こんにちは、京都の若ハゲ税理士ジンノです。

中小企業の社長さんから決算書を見せていただく機会は税理士だとよくではないですが機会としてはあります。

そんなときに目につく項目が役員貸付金、役員借入金という勘定科目です。決算書に役員貸付金、役員借入金とはそもそもどういうものか、なぜ計上されているのか、解消することができるのか対策を整理してみます。

 

目次

役員貸付金、役員借入金とは

会社から見てということになりますので会社側の視点にたちます。

 

会社から見て役員貸付金ということは役員に対して貸し付けているということです。

反対に会社から見て役員借入金ということは役員から会社に対して借入をしているということを意味します。

 

こう書くと「私は会社から金を借りていないのに役員貸付金が計上されている!」とおっしゃる経営者の方がいらっしゃいます。

 

確かに会社から直接おカネを融通してもらうことも貸付金になりますが、会社のおカネを役員がプライベートのことに使うとどうでしょうか。

 

会社の立場に立つと事業に関係のない支出をしているわけです、役員絡みで。

 

おカネが出ていっていることについて内容説明をする必要が会社側の帳簿にはありますので、役員に事業用の資金を貸し付けたという処理になってしまいます。

 

例えば社長が会社の事業用経費決済のクレジットカードでプライベートのジムの費用を支出している場合はどうでしょうか。

 

会社から見ると経費ではないものについての支出なので役員貸付金という処理をすることがあります。

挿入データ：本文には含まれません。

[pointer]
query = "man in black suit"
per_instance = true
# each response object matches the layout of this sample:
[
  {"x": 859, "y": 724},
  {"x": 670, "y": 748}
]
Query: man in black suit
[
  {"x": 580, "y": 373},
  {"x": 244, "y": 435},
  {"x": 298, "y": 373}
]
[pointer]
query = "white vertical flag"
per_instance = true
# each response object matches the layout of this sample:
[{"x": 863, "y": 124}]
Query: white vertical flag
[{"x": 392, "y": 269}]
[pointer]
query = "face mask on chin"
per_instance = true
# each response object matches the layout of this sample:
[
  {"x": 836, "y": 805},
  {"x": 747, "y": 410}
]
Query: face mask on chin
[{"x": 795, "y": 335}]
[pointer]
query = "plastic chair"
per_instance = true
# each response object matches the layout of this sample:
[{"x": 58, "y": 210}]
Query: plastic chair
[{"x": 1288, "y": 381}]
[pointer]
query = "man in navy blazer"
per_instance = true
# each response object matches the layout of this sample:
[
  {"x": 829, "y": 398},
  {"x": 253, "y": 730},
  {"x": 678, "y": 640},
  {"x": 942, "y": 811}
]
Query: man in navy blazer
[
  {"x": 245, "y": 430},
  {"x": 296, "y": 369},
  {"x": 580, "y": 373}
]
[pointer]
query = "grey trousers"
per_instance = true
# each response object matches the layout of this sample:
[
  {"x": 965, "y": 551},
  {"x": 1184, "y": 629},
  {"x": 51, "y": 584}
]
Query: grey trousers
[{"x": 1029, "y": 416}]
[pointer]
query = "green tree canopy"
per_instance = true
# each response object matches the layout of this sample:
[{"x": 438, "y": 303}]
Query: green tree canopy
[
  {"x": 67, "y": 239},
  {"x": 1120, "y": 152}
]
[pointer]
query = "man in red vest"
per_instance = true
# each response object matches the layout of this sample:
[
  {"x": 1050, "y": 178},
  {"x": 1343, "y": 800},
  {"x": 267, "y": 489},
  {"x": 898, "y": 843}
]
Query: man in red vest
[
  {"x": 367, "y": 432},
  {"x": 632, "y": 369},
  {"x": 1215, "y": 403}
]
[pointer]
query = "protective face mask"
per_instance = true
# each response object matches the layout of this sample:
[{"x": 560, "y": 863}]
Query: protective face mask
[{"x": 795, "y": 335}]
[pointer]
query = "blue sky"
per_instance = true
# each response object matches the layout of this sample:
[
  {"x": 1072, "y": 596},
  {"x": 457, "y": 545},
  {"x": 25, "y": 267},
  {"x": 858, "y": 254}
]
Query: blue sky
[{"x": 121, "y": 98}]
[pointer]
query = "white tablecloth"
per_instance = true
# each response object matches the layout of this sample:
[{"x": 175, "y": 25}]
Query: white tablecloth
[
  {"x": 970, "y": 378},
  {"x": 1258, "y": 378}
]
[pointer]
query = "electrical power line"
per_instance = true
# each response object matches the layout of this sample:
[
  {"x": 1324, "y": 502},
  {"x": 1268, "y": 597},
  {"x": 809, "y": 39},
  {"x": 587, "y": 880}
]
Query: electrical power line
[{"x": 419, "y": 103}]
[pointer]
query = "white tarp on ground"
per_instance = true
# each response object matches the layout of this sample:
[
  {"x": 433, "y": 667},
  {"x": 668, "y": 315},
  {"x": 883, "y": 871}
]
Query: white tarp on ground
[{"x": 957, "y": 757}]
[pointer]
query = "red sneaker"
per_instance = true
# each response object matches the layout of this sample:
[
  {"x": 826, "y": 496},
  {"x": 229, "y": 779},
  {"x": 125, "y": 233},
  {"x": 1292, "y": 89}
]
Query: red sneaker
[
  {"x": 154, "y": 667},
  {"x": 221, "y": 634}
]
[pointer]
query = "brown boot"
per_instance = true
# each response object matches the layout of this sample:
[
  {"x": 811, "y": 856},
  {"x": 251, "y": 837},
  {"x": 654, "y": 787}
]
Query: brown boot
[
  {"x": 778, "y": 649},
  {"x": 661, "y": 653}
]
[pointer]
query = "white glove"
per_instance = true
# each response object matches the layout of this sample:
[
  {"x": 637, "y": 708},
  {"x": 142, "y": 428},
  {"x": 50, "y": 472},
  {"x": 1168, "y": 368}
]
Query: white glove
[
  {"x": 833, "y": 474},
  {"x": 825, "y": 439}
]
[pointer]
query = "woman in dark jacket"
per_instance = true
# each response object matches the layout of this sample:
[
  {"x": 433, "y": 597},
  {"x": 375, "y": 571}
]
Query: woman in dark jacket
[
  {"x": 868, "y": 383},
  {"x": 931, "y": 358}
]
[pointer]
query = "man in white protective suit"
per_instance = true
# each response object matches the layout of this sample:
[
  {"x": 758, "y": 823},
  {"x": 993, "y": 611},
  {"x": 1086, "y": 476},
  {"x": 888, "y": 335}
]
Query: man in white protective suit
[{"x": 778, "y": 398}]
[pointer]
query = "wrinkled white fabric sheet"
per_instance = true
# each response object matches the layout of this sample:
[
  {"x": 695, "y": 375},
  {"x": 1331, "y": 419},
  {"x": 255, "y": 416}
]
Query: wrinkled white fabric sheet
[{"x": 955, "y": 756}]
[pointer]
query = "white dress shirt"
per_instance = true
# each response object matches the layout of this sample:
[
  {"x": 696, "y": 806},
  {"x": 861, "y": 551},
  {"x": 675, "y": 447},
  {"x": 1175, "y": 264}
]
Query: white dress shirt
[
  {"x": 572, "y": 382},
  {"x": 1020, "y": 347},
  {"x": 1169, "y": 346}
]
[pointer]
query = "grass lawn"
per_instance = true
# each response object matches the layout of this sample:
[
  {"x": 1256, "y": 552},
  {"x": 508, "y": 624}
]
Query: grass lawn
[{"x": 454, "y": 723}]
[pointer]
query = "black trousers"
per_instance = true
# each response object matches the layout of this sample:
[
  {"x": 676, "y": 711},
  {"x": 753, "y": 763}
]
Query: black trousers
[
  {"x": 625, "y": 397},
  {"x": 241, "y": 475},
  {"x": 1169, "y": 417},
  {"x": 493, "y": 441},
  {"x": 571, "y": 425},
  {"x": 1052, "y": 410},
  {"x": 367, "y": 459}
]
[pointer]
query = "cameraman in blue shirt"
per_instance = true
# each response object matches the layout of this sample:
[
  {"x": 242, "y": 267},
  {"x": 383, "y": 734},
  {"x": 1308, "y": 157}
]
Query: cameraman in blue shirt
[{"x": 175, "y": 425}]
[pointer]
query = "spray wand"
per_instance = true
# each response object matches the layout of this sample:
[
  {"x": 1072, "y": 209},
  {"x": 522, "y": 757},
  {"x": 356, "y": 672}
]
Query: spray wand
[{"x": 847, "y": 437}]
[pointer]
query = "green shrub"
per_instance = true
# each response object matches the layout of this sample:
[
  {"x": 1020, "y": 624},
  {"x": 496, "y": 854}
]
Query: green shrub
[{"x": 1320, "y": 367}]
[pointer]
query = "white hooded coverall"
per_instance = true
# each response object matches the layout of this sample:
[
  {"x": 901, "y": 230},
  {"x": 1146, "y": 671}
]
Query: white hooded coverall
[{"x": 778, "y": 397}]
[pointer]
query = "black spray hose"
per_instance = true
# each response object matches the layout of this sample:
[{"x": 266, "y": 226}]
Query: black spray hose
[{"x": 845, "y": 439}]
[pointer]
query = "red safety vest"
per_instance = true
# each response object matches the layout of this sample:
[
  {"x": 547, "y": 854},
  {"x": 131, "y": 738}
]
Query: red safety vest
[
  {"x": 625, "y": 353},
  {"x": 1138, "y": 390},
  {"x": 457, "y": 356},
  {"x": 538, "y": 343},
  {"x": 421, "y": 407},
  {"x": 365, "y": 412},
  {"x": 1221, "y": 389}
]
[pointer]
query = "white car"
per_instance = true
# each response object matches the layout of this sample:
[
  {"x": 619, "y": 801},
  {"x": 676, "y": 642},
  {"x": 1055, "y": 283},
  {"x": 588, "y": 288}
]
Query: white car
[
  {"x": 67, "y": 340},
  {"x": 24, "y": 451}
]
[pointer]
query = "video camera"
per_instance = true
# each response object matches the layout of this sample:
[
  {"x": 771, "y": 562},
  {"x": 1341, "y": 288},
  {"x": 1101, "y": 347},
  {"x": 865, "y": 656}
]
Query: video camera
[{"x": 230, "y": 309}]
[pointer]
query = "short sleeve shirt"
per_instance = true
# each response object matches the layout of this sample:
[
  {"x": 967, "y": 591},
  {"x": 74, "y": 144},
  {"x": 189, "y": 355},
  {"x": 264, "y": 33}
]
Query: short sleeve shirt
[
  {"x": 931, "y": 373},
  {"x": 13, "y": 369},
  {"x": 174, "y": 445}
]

場合によっては仮払金として処理をしているケースもありますが中身は同じです。

 

役員借入金はというと本来会社が負担すべき費用を役員が立て替えている場合にはこの勘定科目で計上をします。

 

上記と反対で考えると役員個人のクレジットカードで会社の経費を立て替えた場合や、役員が財布から現金で会社の経費を支払った場合などです。

 

どちらも会社からすると役員とのやり取りであることに代わりはないのですが、できれば解消をしていきたい部分になります。

 

というのも役員貸付金は会社のおカネを役員が流用していることを意味しますので金融機関から融資を受ける場合にはマイナス要素となります。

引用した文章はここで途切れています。